I had the pleasure of meeting the teacher that George is going to have when he starts in Reception this September. I briefly popped in to the school office and ended up chatting to her about what to expect… the idea was to reassure her that she’s not going to be responsible for doing anything out of her remit, but just what to look out for. I told her about his diagnosis and how everything came about, how hard it has been and the kindness of others even right up to this day and and she was in bits bless her. I’m so glad we had that conversation though, it’s really filled me with confidence that we’re doing the right thing for him… she is such a lovely, caring woman, I don’t think I’d want anyone else!
My friends Andrea and Anthea visited last week too, forgot to say! Here they are listing every item from the Argos that George wants for his birthday… my soul is already destroyed from months of this! Thank God it’s tomorrow and lets hope he’s been listening when I’ve said “you know you’re not getting everything right?”.

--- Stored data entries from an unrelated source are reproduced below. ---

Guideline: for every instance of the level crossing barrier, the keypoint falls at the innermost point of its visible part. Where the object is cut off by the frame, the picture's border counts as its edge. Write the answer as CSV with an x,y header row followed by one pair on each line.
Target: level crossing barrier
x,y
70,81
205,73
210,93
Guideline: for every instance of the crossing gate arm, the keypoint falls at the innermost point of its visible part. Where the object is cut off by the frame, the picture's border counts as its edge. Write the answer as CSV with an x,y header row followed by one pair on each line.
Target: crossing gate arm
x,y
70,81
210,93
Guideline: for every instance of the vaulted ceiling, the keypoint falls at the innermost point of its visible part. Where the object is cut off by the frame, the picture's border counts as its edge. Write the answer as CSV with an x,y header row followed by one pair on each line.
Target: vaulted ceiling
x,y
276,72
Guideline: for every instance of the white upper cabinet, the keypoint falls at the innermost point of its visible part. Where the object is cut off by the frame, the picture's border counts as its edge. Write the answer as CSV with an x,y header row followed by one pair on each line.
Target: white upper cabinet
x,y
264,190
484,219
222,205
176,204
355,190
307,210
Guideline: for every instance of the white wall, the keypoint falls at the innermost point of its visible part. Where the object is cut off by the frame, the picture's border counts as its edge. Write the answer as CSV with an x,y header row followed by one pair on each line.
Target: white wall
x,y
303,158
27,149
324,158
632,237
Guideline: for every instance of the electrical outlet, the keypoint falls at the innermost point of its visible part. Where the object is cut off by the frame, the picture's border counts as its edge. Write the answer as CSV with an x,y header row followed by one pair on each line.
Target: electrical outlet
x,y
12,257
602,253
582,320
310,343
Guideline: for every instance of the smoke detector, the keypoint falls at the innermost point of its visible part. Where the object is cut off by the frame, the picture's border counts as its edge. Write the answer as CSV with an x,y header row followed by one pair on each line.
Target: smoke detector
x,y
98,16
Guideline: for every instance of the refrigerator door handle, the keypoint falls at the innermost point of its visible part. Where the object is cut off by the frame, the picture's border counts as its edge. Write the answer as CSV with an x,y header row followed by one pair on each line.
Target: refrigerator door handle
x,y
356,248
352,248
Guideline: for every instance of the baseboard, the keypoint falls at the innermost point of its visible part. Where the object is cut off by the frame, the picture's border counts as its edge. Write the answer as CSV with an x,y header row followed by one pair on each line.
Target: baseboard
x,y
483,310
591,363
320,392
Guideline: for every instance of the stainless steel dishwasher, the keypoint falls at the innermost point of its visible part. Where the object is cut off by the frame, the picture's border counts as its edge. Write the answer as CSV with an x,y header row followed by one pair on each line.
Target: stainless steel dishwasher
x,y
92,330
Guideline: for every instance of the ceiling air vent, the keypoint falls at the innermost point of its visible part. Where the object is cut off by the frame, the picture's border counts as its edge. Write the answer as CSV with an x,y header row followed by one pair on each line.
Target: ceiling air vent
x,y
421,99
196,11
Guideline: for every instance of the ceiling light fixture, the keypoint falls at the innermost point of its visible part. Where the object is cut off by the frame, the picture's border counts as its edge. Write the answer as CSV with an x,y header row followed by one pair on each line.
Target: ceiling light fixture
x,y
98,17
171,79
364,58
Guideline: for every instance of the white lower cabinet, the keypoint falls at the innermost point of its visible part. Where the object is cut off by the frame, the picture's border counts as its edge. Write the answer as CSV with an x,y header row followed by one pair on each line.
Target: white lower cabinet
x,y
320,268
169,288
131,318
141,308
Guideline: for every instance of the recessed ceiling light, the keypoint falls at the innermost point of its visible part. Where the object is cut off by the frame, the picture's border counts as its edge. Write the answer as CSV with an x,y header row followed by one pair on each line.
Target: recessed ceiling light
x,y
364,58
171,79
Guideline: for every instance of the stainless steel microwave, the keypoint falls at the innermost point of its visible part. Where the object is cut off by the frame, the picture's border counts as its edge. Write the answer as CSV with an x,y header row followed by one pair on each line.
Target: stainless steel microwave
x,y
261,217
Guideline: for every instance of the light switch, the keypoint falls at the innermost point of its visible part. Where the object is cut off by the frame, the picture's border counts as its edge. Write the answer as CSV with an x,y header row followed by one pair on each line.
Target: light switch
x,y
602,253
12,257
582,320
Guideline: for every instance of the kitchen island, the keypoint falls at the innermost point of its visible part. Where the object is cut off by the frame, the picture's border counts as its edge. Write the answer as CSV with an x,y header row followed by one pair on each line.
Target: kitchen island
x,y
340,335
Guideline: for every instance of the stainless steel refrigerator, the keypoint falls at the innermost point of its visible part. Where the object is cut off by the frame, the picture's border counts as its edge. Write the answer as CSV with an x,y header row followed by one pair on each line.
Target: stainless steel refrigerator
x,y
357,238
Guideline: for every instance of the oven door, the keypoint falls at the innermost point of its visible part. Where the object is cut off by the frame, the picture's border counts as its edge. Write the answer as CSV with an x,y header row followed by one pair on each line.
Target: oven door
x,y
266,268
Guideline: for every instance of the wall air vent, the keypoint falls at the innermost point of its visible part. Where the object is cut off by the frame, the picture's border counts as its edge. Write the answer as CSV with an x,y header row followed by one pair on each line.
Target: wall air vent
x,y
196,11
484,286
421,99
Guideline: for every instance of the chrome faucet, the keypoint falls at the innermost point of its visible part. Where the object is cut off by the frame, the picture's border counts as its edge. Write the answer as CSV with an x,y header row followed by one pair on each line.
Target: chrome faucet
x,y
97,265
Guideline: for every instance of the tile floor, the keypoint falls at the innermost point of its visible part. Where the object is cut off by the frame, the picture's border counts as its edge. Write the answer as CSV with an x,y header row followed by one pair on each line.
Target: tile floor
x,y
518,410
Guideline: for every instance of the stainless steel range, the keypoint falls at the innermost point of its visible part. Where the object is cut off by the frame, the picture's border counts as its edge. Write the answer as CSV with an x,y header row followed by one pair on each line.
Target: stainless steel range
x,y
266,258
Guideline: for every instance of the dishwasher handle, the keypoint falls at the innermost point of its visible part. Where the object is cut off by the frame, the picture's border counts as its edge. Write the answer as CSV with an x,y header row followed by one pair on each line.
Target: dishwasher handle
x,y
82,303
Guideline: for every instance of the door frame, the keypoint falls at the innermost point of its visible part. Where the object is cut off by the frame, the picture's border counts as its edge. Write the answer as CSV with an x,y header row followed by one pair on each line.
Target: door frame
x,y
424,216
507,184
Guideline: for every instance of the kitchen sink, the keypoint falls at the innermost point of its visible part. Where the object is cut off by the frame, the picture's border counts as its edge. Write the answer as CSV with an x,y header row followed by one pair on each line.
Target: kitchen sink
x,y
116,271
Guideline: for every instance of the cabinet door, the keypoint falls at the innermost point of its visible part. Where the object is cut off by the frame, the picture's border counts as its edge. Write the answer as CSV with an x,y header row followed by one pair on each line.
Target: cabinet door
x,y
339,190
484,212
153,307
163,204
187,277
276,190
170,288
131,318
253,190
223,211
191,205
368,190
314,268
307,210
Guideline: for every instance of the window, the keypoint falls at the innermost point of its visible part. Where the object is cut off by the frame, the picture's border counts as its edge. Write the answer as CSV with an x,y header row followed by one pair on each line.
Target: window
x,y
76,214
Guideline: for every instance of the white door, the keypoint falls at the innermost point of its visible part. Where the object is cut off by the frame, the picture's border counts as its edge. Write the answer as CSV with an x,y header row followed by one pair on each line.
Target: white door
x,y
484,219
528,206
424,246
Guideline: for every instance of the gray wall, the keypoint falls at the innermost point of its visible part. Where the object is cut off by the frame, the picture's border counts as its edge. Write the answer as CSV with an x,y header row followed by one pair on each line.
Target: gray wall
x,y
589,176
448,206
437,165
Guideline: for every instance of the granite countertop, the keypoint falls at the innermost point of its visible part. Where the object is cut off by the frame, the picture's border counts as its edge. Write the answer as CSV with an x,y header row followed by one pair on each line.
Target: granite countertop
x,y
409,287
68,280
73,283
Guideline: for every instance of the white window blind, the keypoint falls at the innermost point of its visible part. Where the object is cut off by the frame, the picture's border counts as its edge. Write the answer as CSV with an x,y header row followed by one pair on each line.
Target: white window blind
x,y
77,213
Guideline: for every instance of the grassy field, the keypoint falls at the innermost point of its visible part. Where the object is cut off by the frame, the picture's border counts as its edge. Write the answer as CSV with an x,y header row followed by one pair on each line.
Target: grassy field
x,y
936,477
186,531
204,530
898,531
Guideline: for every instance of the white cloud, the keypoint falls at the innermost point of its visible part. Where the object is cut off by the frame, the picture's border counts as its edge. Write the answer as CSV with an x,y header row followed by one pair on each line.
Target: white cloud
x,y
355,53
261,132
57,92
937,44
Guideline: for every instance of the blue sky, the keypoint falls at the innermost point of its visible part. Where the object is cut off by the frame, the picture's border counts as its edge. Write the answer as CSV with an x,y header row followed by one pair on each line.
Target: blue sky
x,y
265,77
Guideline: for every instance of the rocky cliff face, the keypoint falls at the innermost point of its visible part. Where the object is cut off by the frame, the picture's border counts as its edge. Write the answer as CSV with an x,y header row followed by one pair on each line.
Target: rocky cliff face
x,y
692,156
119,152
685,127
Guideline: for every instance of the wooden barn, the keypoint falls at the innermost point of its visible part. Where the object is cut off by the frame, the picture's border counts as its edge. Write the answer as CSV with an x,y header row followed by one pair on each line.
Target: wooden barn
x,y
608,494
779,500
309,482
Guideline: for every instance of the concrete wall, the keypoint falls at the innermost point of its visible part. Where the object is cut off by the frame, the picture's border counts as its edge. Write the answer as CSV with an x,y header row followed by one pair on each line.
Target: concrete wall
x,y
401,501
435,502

This morning George’s temp had jumped up to 38.4 so I off I went just after 7am to A&E at Alder Hey. His temperature went up to 39.6 and his blood pressure and heart rate were elevated. After a load of messing about we managed to get up onto Daycare after 9am and George was kept in for observations and blood tests. If his neutrophil count is 0.5 or below he’s classes as ‘severely neutropenic’ and so would have to be admitted for 48 hours which obviously with a certain birthday looming we could really do without. George’s count is 0.7 so is borderline due to the chemotherapy he’s on… throughout the day his temp hasn’t dropped to within a normal range but after thorough assessment and plenty of pleading from George, Kev, his ANP, agreed for us to go home on Calpol until tomorrow at 7am.
I wish I could say he’s been back to his usual self but he’s not unfortunately. He’s complaining of pains in his legs, his eyes hurt, he looks like a beetroot and has a speckled rash. These are side effects of the chemo too so we’re just staying put at home for now. I did make a bit of a frantic call to Oncology a little earlier as his temperature is now hitting 40 and we were wondering at what point it’s too high to stay here. We’ve been told to just follow our instincts pretty much so we’re keeping an eye on his breathing and checking his hands and feet aren’t feeling cold – it’s going to be a long night!
You can bet your money we will be in Alder Hey tomorrow, he’s got through the night to get below 38 degrees! It’ll be a good story to tell though and more reason to drag out his celebrations.
Just a few more thanks for more lovely gestures from our friends – thank you for the box of Lego to the lady who is a friend of Laura Linley, I didn’t catch your name but George was so excited to build a big aeroplane! and thank you Rachel Groarke, your girls are so thoughtful to think of Georgie even when you’re on your own holiday! he loves his message from Bradley and Rory from Hafan Y Mor.
Tonight, I’ve been holding off writing George’s birthday card because I feel overwhelmed with emotion when trying to find the right words to say. I want him to know how proud we are of him for keeping strong, how much we love him and how much better his birthday will be each year from now onward. He’s had dealt with more crap than most adults have had in their entire life, yet he still bounces back smiling, resilient and gives us so much back. Seriously, I’m welling up just typing it.
Then I realise he won’t give a shiney shite when he realises he hasn’t received every item from page 1475 of Argos onwards…
So for now, good night, hoping for a decent night’s sleep and a boy feeling much better for some 4th birthday celebrations.